The first issue is how to handle preauthorized device going online. We released an important update and communicated about it, now some users are unpacking the device and expect the update to start right away. However if we created the deployment before they started using the device, they won’t receive it until next deployment, and in the meantime are likely to contact customer support to ask why they cannot update.
We were thinking about periodically querying the server to watch for newly added devices and creating a deployment, but this seems quite unpractical and not really the “good” way to use deployments. Are there any other solutions?
The second issue is how to handle a device that encountered an error during update deployment (for instance if the user restarted the device while downloading artifact).
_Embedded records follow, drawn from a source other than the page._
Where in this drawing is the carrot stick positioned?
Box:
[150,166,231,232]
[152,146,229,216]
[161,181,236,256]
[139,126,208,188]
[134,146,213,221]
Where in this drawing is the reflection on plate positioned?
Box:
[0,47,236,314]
The point is similar to the previous one: if the deployment failed, the user thinks that the update will restart right away, but there is no longer a pending deployment for this device.
So same question, do we have to monitor externally failures via the APIs and relaunch automatically a deployment for those devices, or is there a better approach to this?
Hi @vhubert welcome to Mender hub. I’m glad to hear you are successfully using the product.
As for your first issue, we don’t currently have a mechanism to handle automatic updates on first boot. We have discussed implementing something here but I don’t believe there is any specific delivery planned for it. @eystein do you have any more details you can share?
Regarding the second issue, yes we deliberately do not retry updates. From Mender’s perspective it’s not always possible to know why the deployment failed so we err on the side of caution and require operator intervention in this case. I believe there are some plans for handling certain instances of this kind of issue when we can definitively determine why the installation was interrupted.
At the moment the API is the best approach for both of these issues.
Thanks for the feedback, both of these are on the Mender roadmap, though likely commercial features (Mender Professional and/or Enterprise) because they relate to larger scale and automated deployment management (it is possible to build your own automation on top of Mender Open Source for this like Drew mentions).
Regarding the second use case, there is a button in the UI that will recreate the deployment for failed devices. We’re also planning to automate this part. Are there specific conditions you think that the deployment should be retried for a device, or should it always be if it fails? How many times do you think Mender should try?
Thanks for the quick feedback. We will then use the API to handle those cases automatically.
Regarding automatically retrying the update in some failure cases, we noticed at least one situation where it seems relevant (and I suppose not too hard to detect): when the device is restarted during artifact download. The mender client throws error: got invalid entrypoint into the state machine: state: update-store and indicates a failure. However it would make sense on the server side to just consider this as an interruption and restart the deployment. It would be even better if the client could resume download as when network is temporarily unavailable (thus saving bandwidth for the server and time for the client).
For the retry limit something around 5 could make sense: we give it a few try but if it keeps failing it probably indicates a situation in which the device cannot properly update, thus requiring manual inquiry.